Peter had been Jesus’ disciple for slightly over 3 years now. He had left the fishing business he had built over the years to follow the itinerant Rabbi from Nazareth. He had recalibrated his dreams, goals and career, and had wrapped them around Jesus’ ministry. This was a radical ministry that was undergirded by unprecedented signs and wonders including the epic miracle in which Jesus had raised back to life a dead individual who had already started decomposing! Disease fled from Jesus and so did death. Congenital deformities such as blindness were corrected instantly. He had even walked on water and had multiplied a few loaves of bread and a couple of fish to feed thousands of people. Word had it that Jesus had even had a one-on-one encounter with Satan and had prevailed. He had also turned water into wine at a feast of one of His relatives. Jesus fascinated and attracted the general public, the outcasts, and the marginalized unlike the church leaders who had cloistered themselves into a cocoon of feigned piety. As the Scottish Theologian, James Stewart once remarked, Jesus “was so austere that evil spirits and demons cried out in terror at his coming, yet he was so genial and winsome and approachable that the children loved to play with him… No one was half so compassionate to sinners, yet no one ever spoke such red hot scorching words about sin…. He was a servant of all, washing the disciples’ feet, yet masterfully He strode into the temple, and the hucksters and moneychangers fell over one another to get away from the mad rush and the fire they saw blazing in His eyes.” Peter was glad to be part of this revolutionary Rabbi’s ministry; the power of being close to power gave life meaning and purpose-even a new identity. An insignificant individual formerly immersed in the mundane activities and rigors of a village fisherman’s life had become a significant component of a thriving and apparently divinely-endorsed ministry.

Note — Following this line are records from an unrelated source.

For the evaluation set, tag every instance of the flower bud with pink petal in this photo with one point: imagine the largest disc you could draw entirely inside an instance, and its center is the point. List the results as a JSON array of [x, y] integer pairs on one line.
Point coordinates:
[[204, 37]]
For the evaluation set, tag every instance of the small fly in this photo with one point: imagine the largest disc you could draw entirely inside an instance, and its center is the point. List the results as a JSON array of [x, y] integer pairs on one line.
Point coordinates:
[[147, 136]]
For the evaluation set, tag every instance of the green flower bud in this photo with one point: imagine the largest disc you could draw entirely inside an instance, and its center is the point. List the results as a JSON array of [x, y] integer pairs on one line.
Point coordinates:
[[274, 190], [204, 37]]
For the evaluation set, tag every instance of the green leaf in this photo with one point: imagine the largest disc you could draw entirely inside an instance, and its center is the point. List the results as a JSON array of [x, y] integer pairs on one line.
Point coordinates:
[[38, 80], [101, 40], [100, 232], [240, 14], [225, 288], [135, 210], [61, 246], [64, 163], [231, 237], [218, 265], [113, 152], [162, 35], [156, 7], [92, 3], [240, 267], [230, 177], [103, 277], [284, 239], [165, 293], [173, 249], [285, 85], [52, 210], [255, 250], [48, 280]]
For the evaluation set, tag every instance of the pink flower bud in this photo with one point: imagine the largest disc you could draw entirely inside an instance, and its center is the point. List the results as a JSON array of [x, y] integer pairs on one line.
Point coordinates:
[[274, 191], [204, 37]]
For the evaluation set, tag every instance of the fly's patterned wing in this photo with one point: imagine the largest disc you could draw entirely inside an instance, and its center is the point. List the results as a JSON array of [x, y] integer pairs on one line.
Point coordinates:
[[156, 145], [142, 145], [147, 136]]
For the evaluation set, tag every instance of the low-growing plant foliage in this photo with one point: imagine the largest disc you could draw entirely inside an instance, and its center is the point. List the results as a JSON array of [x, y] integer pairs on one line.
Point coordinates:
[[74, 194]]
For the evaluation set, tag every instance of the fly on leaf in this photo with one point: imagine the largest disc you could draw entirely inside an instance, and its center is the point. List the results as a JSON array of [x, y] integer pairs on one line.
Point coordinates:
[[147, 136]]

And now Jesus was talking about His demise!!! What a crashing blow to Peter and his family that would be! Just how would he start picking up the shards of a shattered life and build his image again? How would he find his place again and be re-established in the community as a credible business man? He had invested so much in this ministry and now it was slipping through his fingers…. Hope was dissipating before his very eyes. What about his life??? He had sacrificed all the components of his life: energy, time, talents, and money for the ministry. What would happen to the little band of disciples that Jesus had recruited and trained? No, Jesus must not talk about voluntary death. It would be too costly for Peter and the other disciples.
Jesus did not only hear Peter’s rebuke, He recognized the words Peter used, too. He had heard them before, in the grueling wilderness temptation. They were once again threatening the very core of His ministry; the very purpose of His Incarnation. It was another Mephistophelean ploy aimed at severing the jugular vein of His earthly mission, and He needed to respond immediately and decisively with a stern rebuke to silence His foe forever not only for Peter’s sake but for the sake of the rest of the disciples and the rest of humanity. True, Peter had spoken out of concern, love, and reverence for his Master. But he had also spoken out of ignorance and presumption. Misdirected love and care can be disastrous. Peter did not understand the implication of his words. This was a re-enactment of Eden where Satan had succeeded through a medium to move Adam and Eve to disobey God, and plunge humanity into an earthly nightmare of sin, disease and death. Now he desired to separate the entire creation from God forever by derailing God’s plan to reconcile the world unto Himself through Christ’s sacrifice (2 Corinthians 5:19). Jesus’ sacrifice was the catalyst event that would defang Satan forever and restore mankind to their rightful place with God. This is what was at stake. Everything hung in the balance and Jesus could not afford to pander to the Enemy’s suggestions. Not now, not ever.